Institute of Molecular science
Issue Date: 19-Jan-2012
Abstract: We present reaction pathways for adsorption reactions of the O atom and O-2 molecule in the pristine and monovacancy defective graphite (0001) based on quantum chemical potential energy surfaces (PESs) obtained by the dispersion-augmented density-functional tight-binding (DFTB-D) method. We use a dicircumcoronene C96H24 (L0D) graphene slab as the pristine graphite (0001) model and dicircumcoronene C95H24 (LIV) as the graphite (0001) monovacancy defect model.
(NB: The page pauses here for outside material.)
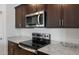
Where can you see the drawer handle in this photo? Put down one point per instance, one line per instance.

We found that the adsorption reactions of O and O-2 on the L0D surface can produce defects on the graphite surface. O can yield CO, while O-2 can yield both CO and CO2 molecules. The adsorption reactions of the O and O-2 on the LW surface can produce a 2-C defective graphite surface and CO, and CO and CO2, respectively. The O and O-2 more readily oxidize the defected surface, LIV, than the defect-free surface, L0D. On the basis of the computed reaction pathways, we predict reaction rate constants in the temperature range between 300 and 3000 K using Rice-Ramsperger-Kassel-Marcus (RRKM) theory. High-temperature quantum chemical molecular dynamics simulations at 3000 K based on on-the-fly DFTB-D energies and gradients support the results of our PES studies.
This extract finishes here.